Two events this week -- the withdrawal of U.S. troops from Iraq and the death of Christopher Hitchens -- have brought to mind something that has always bothered me in conversations about the Iraq war: the fact that the "pro-war" side is often made to answer for the crimes of the other side. In the case of Hitchens, a general criticism is that he never changed his mind on Iraq despite the fact that hundreds of thousands of Iraqi civilians were killed, maimed, or forced to flee the country. Quite often he is accused of having blood on his hands. Here's one good example.

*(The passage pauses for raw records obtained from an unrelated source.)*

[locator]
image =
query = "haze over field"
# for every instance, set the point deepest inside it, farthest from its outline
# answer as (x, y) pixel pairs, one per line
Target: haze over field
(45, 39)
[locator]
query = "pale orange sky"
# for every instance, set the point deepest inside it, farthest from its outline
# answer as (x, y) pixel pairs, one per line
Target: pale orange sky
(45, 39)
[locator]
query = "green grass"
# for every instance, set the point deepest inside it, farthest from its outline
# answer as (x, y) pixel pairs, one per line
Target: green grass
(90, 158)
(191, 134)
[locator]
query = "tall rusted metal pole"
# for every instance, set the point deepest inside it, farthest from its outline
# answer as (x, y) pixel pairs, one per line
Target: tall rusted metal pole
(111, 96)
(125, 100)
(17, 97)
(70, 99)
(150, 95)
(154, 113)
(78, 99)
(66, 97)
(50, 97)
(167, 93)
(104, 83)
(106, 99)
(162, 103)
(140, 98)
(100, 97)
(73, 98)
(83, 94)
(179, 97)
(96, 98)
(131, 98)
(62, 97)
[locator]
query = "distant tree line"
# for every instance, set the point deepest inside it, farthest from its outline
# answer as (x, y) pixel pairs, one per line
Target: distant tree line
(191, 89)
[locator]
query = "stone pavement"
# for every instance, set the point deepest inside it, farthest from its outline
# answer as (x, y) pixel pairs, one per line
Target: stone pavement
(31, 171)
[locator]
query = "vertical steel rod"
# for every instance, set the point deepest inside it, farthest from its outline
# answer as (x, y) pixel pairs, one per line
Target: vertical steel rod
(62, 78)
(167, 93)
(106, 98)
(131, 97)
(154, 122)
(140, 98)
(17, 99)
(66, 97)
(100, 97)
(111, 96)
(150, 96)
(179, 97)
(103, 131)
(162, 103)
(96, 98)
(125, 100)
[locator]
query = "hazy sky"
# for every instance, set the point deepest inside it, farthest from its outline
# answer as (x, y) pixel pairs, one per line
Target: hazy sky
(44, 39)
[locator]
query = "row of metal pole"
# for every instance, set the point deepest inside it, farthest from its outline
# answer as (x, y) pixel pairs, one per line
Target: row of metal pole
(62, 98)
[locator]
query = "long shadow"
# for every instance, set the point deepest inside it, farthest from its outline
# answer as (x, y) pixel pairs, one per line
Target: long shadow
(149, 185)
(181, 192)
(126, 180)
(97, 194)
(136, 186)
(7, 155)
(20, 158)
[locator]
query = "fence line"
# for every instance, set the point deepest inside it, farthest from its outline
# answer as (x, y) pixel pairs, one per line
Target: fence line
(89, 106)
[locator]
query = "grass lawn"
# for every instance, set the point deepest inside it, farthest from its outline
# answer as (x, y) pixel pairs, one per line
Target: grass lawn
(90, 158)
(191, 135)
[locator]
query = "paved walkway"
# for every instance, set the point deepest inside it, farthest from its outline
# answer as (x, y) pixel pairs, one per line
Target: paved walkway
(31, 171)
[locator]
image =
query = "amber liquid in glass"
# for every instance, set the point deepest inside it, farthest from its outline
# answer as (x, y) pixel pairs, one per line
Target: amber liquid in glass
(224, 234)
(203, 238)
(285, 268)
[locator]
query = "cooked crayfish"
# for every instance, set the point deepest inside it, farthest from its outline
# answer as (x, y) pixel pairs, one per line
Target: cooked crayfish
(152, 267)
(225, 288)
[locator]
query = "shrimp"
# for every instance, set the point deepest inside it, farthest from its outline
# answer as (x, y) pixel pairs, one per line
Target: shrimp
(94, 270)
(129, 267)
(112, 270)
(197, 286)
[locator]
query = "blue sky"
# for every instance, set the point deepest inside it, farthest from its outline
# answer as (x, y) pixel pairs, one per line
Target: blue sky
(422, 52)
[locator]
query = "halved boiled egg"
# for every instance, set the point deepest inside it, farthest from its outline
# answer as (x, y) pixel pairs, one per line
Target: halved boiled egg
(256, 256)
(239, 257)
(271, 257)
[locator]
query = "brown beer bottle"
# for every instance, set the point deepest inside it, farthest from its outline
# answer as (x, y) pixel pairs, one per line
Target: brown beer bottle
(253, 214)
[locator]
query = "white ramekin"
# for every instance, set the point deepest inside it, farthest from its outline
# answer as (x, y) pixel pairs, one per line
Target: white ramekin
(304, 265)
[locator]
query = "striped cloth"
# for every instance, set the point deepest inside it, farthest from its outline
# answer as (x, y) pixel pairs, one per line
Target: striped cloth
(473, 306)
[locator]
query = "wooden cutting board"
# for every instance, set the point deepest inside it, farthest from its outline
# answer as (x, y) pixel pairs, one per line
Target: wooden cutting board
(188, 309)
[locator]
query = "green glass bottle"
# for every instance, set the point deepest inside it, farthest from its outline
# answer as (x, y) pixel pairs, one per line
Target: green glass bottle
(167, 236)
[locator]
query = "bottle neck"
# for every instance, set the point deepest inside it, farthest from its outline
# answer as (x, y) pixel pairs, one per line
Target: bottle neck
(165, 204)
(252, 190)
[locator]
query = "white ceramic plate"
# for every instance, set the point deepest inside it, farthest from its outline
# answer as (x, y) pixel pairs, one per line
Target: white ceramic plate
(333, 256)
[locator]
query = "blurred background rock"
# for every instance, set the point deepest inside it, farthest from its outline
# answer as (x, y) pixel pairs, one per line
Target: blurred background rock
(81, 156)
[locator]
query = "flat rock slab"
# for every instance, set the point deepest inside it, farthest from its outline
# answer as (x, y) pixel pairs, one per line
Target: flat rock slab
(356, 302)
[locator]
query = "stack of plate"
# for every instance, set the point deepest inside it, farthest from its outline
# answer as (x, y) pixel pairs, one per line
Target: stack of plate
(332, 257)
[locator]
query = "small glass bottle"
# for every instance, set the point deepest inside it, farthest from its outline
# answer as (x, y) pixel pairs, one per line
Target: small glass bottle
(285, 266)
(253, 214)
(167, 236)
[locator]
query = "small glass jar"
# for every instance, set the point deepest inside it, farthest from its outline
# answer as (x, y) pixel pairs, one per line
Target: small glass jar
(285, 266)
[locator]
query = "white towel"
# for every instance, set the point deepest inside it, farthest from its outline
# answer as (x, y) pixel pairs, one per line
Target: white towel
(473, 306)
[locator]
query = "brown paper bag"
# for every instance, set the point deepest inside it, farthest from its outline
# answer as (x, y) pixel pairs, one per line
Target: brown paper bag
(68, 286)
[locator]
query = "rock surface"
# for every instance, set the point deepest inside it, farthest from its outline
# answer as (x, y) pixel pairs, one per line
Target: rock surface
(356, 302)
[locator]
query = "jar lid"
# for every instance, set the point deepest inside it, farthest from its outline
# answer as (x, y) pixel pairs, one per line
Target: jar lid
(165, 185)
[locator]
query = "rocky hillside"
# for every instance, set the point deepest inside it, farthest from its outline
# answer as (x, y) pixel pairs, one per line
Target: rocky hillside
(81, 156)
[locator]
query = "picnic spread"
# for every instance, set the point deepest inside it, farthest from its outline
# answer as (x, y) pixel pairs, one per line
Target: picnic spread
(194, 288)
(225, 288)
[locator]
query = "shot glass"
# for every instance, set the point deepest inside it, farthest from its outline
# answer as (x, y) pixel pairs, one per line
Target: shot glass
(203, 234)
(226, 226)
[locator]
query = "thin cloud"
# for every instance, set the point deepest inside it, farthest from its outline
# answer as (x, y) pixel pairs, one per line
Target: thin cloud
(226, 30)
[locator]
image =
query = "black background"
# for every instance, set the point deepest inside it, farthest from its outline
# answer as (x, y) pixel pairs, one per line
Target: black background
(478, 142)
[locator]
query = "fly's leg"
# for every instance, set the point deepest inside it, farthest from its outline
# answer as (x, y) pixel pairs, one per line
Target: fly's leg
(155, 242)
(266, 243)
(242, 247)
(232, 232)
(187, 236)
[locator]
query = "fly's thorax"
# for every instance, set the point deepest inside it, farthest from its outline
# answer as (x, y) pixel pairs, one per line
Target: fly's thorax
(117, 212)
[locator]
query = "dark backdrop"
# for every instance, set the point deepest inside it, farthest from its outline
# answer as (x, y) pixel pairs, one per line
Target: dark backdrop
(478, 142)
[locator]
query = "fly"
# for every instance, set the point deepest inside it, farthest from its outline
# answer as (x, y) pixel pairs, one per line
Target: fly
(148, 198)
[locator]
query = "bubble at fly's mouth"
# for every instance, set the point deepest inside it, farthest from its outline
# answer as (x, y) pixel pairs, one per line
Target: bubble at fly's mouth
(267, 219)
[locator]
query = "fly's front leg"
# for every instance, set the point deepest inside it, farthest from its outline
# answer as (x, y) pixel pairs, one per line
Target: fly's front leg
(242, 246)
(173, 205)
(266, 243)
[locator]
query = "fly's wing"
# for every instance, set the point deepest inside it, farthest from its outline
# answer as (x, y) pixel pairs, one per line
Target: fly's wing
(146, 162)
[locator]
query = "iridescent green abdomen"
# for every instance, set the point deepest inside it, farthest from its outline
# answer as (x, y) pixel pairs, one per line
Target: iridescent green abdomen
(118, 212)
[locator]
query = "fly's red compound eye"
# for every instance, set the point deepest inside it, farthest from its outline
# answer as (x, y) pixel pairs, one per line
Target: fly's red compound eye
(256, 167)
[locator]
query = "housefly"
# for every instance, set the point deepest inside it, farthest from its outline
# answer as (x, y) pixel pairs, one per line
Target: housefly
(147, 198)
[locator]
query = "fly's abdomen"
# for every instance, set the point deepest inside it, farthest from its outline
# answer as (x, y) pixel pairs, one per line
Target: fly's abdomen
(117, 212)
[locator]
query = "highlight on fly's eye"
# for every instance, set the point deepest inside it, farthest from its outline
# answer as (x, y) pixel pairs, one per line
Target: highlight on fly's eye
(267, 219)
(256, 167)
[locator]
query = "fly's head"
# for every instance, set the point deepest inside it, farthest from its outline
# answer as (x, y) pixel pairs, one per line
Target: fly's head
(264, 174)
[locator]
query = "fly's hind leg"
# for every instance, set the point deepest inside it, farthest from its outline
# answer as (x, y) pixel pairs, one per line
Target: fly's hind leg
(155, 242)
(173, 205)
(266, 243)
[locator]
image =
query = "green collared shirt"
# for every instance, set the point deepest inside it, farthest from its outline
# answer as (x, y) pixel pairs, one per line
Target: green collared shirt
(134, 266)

There are, in my mind, two possible answers to this. The first is to turn the logic on its head. If it is true that removing Hussein from power unleashed a "quagmire" in Iraq that could only be resolved when the power vacuum had been filled, then this was inevitable. Hussein was not going to live forever, and there would likely have been a protracted power struggle involving mass amounts of civilians deaths whenever he passed on. In which case the presence of large numbers of American troops may have had something of a pacifying effect; as bad as Iraq was, it wasn't Rwanda or Sudan. It may be true that the presence of foreign occupiers was what was driving the violence, but there are good reasons to think that that is not the case. There were different strong factions within the country, from the Kurds to the Sadrists to the Baathists and others, with fundamentally different interests and a strong desire to control the mechanism of the state to improve their own standing. There were a number of regional powers that would have been happy to encourage violence and instability in Iraq both as a method of proxy warfare and to prevent a strong Iraq from materializing and threatening their interests in the future. It simply is not clear that there was any realistic counterfactual scenario in which there was not large-scale bloodshed in Iraq.

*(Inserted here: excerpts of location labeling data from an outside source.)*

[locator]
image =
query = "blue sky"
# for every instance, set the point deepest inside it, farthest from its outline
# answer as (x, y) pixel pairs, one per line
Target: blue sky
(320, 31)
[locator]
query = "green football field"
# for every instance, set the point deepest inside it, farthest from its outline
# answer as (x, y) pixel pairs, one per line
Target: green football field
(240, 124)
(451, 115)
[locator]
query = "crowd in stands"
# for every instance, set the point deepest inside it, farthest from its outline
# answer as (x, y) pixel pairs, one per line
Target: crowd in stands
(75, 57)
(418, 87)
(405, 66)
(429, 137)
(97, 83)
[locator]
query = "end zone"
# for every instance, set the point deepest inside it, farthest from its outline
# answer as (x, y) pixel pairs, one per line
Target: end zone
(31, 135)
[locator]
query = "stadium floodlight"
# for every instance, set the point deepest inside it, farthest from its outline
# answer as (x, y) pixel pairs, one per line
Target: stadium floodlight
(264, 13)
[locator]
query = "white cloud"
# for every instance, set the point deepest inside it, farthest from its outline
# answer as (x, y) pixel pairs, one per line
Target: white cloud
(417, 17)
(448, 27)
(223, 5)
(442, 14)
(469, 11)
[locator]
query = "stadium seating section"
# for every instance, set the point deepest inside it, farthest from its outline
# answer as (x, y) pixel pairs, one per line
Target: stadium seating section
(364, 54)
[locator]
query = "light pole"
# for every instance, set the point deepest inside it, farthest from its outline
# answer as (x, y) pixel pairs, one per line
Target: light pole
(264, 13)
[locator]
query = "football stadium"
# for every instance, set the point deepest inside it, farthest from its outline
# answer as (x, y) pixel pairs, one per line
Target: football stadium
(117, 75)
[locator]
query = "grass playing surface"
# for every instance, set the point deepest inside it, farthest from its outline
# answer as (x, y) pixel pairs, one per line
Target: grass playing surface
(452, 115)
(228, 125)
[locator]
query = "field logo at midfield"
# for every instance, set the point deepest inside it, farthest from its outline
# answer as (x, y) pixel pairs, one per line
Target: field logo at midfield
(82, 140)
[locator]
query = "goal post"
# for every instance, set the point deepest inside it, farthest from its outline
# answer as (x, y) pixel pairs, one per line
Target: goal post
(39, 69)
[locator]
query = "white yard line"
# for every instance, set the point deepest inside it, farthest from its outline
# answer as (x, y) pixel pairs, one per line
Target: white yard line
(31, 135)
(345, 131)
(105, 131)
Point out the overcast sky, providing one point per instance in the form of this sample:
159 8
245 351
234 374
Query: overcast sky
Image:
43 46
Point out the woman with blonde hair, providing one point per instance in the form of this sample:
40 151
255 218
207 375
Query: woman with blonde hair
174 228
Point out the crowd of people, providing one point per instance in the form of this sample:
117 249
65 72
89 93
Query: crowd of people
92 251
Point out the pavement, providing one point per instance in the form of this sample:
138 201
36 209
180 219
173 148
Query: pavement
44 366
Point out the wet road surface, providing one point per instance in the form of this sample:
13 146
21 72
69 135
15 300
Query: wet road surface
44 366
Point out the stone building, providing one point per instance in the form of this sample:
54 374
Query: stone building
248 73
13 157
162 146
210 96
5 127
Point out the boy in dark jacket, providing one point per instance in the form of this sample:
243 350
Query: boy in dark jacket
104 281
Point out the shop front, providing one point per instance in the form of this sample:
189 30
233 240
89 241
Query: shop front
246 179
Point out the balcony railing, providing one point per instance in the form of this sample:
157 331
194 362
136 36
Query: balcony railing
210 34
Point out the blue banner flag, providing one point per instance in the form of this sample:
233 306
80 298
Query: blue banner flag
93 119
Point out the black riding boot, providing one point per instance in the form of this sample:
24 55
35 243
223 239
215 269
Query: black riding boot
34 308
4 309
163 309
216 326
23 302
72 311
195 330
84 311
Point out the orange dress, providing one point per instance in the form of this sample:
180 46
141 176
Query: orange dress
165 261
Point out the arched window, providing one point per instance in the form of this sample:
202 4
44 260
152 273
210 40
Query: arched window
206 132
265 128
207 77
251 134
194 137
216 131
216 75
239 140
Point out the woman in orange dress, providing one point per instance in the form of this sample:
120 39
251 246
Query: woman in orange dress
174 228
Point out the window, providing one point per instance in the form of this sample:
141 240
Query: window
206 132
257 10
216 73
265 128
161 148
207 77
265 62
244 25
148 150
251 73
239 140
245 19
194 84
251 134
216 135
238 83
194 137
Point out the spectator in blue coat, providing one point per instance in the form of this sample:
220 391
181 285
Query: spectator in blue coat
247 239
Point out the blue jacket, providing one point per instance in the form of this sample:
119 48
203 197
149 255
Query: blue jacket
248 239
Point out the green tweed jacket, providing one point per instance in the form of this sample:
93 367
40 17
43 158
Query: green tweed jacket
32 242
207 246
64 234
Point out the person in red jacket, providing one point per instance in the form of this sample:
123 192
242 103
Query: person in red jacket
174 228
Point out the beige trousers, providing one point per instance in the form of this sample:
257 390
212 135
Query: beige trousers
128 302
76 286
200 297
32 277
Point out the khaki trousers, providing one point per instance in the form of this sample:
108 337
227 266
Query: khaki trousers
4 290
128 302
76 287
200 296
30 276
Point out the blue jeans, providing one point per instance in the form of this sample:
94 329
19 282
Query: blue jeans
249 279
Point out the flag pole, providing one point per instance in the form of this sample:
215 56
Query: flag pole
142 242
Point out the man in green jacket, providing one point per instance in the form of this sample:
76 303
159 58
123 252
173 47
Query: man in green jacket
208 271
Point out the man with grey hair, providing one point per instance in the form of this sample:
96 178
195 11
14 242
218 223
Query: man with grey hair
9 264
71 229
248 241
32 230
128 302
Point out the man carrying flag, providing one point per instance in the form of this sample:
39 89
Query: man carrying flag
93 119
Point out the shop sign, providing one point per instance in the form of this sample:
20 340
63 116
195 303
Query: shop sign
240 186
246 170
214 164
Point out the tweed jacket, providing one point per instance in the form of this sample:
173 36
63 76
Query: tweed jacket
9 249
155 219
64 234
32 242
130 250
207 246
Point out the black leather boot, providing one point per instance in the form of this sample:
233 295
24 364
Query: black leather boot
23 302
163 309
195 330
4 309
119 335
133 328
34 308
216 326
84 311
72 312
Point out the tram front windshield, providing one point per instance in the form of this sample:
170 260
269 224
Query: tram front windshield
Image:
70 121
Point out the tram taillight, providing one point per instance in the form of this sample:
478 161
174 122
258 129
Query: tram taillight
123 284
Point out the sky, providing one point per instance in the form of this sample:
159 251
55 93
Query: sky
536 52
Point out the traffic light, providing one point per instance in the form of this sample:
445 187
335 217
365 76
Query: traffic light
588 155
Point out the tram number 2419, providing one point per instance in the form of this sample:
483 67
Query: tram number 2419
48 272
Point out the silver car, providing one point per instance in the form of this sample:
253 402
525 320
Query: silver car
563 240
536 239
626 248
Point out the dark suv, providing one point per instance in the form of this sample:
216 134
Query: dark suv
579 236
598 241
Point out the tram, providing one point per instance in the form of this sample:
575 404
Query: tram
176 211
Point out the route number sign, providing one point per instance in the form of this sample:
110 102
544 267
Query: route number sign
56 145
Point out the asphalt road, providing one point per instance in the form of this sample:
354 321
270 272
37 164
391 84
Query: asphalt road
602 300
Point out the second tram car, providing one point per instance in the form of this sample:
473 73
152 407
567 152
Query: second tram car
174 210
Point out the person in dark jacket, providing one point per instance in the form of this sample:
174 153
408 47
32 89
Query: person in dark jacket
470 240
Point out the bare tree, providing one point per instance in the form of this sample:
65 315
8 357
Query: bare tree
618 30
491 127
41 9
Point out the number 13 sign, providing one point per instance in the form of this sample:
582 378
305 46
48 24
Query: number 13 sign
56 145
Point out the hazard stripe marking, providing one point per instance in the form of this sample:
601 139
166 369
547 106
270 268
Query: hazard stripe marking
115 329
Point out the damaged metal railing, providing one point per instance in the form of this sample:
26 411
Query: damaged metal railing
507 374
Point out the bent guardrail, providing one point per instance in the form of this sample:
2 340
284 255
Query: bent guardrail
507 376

And could you imagine how Hussein would have responded to an Arab Spring in his country?
The second is to flip the logic entirely. The groups most responsible for the violence in Iraq are the groups that Hitchens wanted to fight. The people Hitchens wanted to defend from these groups were the civilians being victimized by them. The level of violence that occurred in Iraq following the invasion can thus taken as vindication for Hitchens: these groups will use violence against civilians or governments whenever it is tactically advantageous to do so, and therefore they should be obliterated. Carrying that out will have costs, but failing to do so will have even greater costs, and for a longer period of time.
Many of the other criticisms of Hitchens' support for the war -- "blood for oil", "imperialism", your typical warmed-over '60s Marxist rhetoric -- have also turned out to be vapid. (Although I do recall Hitchens making the argument that if we were going to fight for any materialist reason, securing the supplies of energy that fuel the global economy was a pretty good one.) And as Nick Cohen once wrote of anti-war protests in London, it was pretty odd to see a bunch of leftists marching in opposition of a war against a fascist regime. It is true that the Bush administration made many excruciating mistakes, such as not getting the electricity back on quickly, or protecting the National Museum. Probably the biggest one was appoint Bremer as Viceroy, and then letting him screw up everything he possibly could. But these were actually less inevitable than the counterfactual that the internal politics of Iraq would have remained peaceful in the absence of invasion. And now there is some real hope that a stable state that is responsive to its citizens will emerge. That would have been exceptionally unlikely in any other state of the world.
Perhaps these reasons are not sufficient for supporting the war in retrospect. But too many people are too glib about it now. It's not enough to simply say it was a "mistake" and let it go at that.